By Colleen MacPherson"This app is worth about $1,000," says Jolly, noting the confusion over an iPhone being used to tune one of the world's finest pianos. He says the app will help test the piano's frequencies and make it easier for him to tune the instrument perfectly for the room. It's the only piece of electronic equipment he uses.
Jolly then grabs the entire keyboard with both hands and pulls it, hammers and all, out of the piano towards him. Now when he hits any of the 88 keys, he can see what the action of the hammers look like without hitting the strings.
"Can you see these two keys?" he asked, hitting a middle C and D simultaneously. "Notice how this key is jumping just a bit too high."
Jolly takes a small tool that looks like a dentist pick and makes a few slight adjustments to the hammer of the D string.
Jolly, a renowned piano technician and owner of the Yamaha Piano Centre locations in Saskatoon and Regina has, along with his wife Marie, donated one of the world's finest pianos to the University of Saskatchewan. Worth about $250,000 new, it was given because "students deserve to play one of the finest instruments in the world," said Jolly.
"I think our students need to know, feel, experience and hear what the very best is, so they know where to set their sights for performance levels."
The C. Bechstein D280, a 10-foot concert grand piano, is one of the 10 best pianos in the country, "and I bet it is now the nicest piano on a university campus in Canada," he added.
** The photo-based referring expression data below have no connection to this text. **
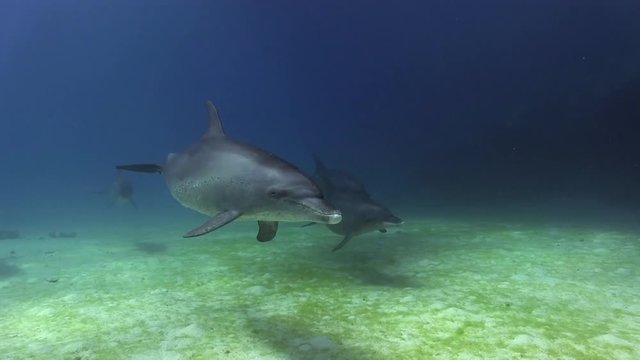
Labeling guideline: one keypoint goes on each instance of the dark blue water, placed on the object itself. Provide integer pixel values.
(431, 103)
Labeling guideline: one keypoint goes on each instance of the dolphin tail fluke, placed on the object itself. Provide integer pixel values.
(342, 243)
(216, 222)
(146, 168)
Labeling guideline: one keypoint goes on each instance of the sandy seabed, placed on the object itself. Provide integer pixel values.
(431, 289)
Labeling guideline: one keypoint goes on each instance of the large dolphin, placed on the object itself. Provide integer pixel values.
(228, 180)
(360, 213)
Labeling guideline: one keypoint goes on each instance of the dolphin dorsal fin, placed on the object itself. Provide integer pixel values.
(215, 126)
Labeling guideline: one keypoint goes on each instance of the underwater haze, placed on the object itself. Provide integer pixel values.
(484, 157)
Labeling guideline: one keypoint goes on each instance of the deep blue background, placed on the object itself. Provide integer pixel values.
(429, 102)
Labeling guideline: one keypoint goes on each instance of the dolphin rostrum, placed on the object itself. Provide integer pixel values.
(228, 180)
(360, 213)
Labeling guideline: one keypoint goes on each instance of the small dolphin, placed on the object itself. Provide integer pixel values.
(360, 213)
(228, 180)
(122, 190)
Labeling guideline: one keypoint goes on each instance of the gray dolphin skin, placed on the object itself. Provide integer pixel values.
(360, 213)
(228, 181)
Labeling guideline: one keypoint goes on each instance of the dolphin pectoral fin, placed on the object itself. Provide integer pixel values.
(146, 168)
(343, 242)
(216, 222)
(267, 230)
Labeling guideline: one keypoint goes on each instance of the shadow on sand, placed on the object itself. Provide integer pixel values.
(294, 341)
(151, 248)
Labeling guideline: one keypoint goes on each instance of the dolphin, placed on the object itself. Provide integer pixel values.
(228, 180)
(360, 213)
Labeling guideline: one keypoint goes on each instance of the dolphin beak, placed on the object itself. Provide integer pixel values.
(394, 220)
(320, 211)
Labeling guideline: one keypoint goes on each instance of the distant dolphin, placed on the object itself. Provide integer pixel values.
(360, 213)
(228, 180)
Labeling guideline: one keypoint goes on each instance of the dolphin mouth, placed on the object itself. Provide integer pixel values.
(394, 221)
(324, 213)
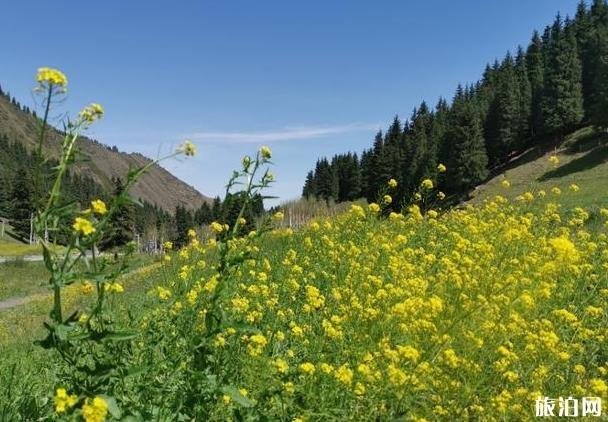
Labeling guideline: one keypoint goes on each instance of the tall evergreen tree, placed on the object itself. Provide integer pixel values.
(122, 222)
(469, 160)
(309, 190)
(535, 68)
(524, 99)
(502, 121)
(22, 205)
(562, 104)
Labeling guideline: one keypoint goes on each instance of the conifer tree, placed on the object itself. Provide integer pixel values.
(469, 160)
(502, 122)
(309, 191)
(535, 68)
(524, 100)
(122, 223)
(22, 203)
(562, 104)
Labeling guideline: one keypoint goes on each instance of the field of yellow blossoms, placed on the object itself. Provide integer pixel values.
(474, 313)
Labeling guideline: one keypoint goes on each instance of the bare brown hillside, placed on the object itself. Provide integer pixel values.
(102, 163)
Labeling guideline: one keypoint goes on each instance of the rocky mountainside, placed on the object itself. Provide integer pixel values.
(101, 162)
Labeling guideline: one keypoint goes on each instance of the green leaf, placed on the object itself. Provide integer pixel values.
(236, 395)
(122, 335)
(112, 406)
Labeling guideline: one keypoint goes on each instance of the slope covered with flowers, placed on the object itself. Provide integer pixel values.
(474, 313)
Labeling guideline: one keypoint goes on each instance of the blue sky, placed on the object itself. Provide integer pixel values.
(308, 78)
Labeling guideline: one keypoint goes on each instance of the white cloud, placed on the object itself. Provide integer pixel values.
(286, 134)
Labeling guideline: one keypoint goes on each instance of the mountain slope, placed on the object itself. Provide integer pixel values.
(102, 163)
(583, 160)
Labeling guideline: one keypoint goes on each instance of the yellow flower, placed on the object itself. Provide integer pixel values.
(95, 410)
(163, 293)
(307, 368)
(91, 113)
(64, 401)
(373, 207)
(265, 152)
(564, 249)
(598, 386)
(281, 365)
(83, 226)
(187, 148)
(99, 207)
(344, 374)
(114, 287)
(553, 160)
(47, 75)
(359, 389)
(87, 287)
(216, 227)
(256, 345)
(427, 184)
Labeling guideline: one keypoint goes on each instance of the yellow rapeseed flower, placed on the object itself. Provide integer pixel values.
(95, 410)
(216, 227)
(84, 226)
(99, 207)
(427, 184)
(307, 368)
(91, 113)
(63, 400)
(187, 148)
(50, 76)
(265, 152)
(554, 160)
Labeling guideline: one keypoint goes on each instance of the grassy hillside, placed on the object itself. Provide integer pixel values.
(475, 313)
(583, 160)
(102, 163)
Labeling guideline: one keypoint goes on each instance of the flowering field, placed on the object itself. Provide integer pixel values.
(491, 311)
(475, 313)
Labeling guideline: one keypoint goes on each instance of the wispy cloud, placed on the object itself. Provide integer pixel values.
(286, 134)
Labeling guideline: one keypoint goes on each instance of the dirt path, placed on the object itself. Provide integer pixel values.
(12, 302)
(28, 258)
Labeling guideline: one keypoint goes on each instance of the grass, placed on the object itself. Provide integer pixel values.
(15, 249)
(20, 278)
(583, 160)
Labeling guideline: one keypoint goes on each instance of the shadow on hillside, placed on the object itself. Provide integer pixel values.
(587, 142)
(593, 158)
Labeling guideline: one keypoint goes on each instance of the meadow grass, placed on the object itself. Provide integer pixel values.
(474, 314)
(583, 160)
The instrument was moved into Convocation Hall earlier this fall and Jolly tuned it himself prior to its first performance on Sept. 30.
"The piano is so sensitive that it'll do whatever a pianist wants it to do, including play the wrong notes quite well,"
he joked.
Jolly continues to pull the keyboard in and out of the piano, testing each hammer and listening for irregularities in the sound each note makes.
"Can you hear this one? It sounds a bit chimey," he both asks and tells at the same time. "I need to dampen the hammer a bit so it sounds clearer."
Then, like a butcher tenderizing a piece of meat, Jolly jabs at the hammer's fabric with a small, sharp pick. "This dampens the sound a bit … and there, you can hear it now, it sounds much better."